I have a problem with the whole premise that games are the bigger thing that we need to connect to in order to have meaning in our lives. Is it truly better to have an unending supply of meaningless rewards in order to be happy? It seems to me that if people are playing games to escape reality the problem runs much deeper than something games can fix. I'm not sure if providing more rewards or making up games for more escapism is truly beneficial. And do all of these gamers who want to escape reality also want to save the real world?

But my main problem with her book is the Big Brother overtones that come with tracking where people are through their cell phones - in order to play a game. I find it truly frightening when she writes "...it represents the new kind of epic win that is possible in a world where more and more people are willing to use their mobile phones to broadcast where they are and what they need." (pg. 257) Being tracked is not an "epic win" in my mind. And I can also see where many of her ideas for creating happiness while interacting with others could also easily be used for nefarious activities. The final part of the book only convinced me that in the future there will be an even greater need for more safe guards of our personal online security.

I would be remiss if I didn't add that I could see several positive uses for new games in the future that would be epic wins, especially in education, which is why the book is recommended.

Recommended

(Disclosure: I received this copy from the publisher after winning an online giveaway.)

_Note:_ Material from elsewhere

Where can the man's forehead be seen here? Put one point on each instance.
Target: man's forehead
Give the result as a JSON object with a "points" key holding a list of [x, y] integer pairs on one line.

(Additional note: My son, a programmer, said to tell people to read Halting State by Charles Stross. It's relevant to the topic but not nearly so optimistic.)

Quotes:

Gamers have had enough of reality. opening

What if we decided to use everything we know about game design to fix what's wrong with reality? What if we started to live our real lives like gamers, lead our real businesses and communities like game designers, and think about solving real-world problems like computer and video game theorists? pg. 7

And I've come to believe that people who know how to make games need to start focusing on the task of making real life better for as many people as possible. pg. 8

The people who continue to write off games will be at a major disadvantage in the coming years. Those who deem them unworthy of their time and attention won't know how to leverage the power of games in their communities, in their businesses, in their lives. They will be less prepared to shape the future. pg. 11

In fact, it's a truism in the game industry that a well-designed game should be playable immediately, with no instruction whatsoever. pg. 25

....it's evidence that gamers aren't escaping their real lives by playing games. They're actively making their real lives more rewarding. pg. 51

Games like Lexulous and FarmVille ensure we'll show up and do our part to nurture our relationships daily, and make a gesture of friendship whenever it's our turn. pg. 81-82

By the age of twenty-one, the average young American has spent somewhere between two and three thousand hours reading books - and more than ten thousand hours playing computer and video games. pg. 266

4 comments:

Carl V. Anderson said...

I LOVED Halting State. It is a very different book as far as the writing style, but I did enjoy it a lot.

Lori L said...

I enjoyed Halting State quite a bit and gave it a "highly recommended" but admitted that some of the techno-jargon left me baffled. Aforementioned programmer son, however, loved it.

Carl V. Anderson said...

I think I enjoyed it more than the 'average' reader because I play a lot of computer and console games, so the gaming stuff was right up my alley.

Lori L said...

Exactly, Carl! I knew my son would appreciate Halting State even more than I did because he's plays a whole lot more computer and video games than I do. I was right. He's loaned it out to a gaming friend and bought more Stross.